Issa calls for 5 day delivery and modified benefits payment in USPS reform bill
House Oversight and Government Reform Committee Chairman Rep. Darrell Issa (R-Calif.) took up his ongoing cause again this year: reforming the Postal Service.
Issa released draft language for a bill (.pdf) that addresses both the USPS's call for 5 day delivery and modifies how the service pays for future retiree benefits. Issa brought a postal reform bill to the House last year but it never made it to the floor.
Issa's plan would allow USPS to immediately stop the 6 day letter delivery and turn it into a 5 day modified schedule where packages are still delivered on Saturday.
The proposal also modifies the requirement that USPS prepay for future retiree's healthcare. In 2012, USPS defaulted on two of those scheduled payments, which cost the agency $11 billion.

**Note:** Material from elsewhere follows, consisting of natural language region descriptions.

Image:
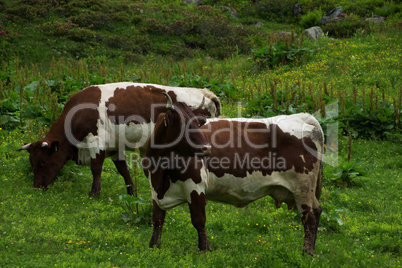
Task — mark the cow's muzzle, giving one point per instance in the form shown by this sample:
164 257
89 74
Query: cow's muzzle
205 150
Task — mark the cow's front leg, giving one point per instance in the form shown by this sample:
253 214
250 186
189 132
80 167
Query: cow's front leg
310 218
198 219
96 169
158 218
122 167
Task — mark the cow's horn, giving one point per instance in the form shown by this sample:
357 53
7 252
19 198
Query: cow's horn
169 104
200 106
25 147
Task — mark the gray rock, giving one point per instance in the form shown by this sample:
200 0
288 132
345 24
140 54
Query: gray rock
376 19
332 15
314 32
232 11
296 10
190 2
259 24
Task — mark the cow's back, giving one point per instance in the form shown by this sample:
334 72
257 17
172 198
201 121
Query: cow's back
252 158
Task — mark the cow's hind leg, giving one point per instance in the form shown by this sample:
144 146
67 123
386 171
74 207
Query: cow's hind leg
198 219
158 218
96 169
310 213
122 167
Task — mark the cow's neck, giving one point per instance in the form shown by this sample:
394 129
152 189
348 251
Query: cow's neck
58 134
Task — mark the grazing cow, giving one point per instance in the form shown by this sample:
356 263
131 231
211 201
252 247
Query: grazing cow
104 120
245 159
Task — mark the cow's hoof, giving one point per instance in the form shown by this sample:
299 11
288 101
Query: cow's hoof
309 252
130 190
94 194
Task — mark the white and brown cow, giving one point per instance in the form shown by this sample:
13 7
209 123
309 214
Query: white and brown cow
105 120
247 159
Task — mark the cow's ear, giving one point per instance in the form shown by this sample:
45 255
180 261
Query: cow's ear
55 146
201 120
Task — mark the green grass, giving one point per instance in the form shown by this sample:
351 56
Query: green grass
63 226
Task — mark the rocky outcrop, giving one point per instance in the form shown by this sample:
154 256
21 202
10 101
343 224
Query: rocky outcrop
376 19
333 15
314 32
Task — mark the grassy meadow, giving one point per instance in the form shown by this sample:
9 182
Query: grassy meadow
351 83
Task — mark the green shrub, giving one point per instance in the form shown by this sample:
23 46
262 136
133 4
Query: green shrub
278 53
277 10
345 28
311 19
388 9
362 8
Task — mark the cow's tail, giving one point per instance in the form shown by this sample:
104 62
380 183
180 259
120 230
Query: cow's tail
317 136
318 187
320 155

The new plan allows the USPS to not pay the scheduled 2013 prepayment. All future payments, starting in 2014, would be based on actuarial calculations, which would bring a drop in USPS's annual payment.
President Obama also called for the switch to actuarial payments in his fiscal 2014 budget proposal. The Government Accountability Office estimated (.pdf) in December 2012, the USPS could save $3 billion annually from the change.
The plan calls for increased use of secure clusterbox mail delivery, while phasing out to-the-door delivery. The change would save the service $4 billion annually, Issa said.
What's different from Issa's plan this year, as opposed to last year's is that he eliminated the proposal for a BRAC-style commission to determine mail processing consolidation. Issa said the USPS over the last two years has proven that it can reduce infrastructure costs on its own.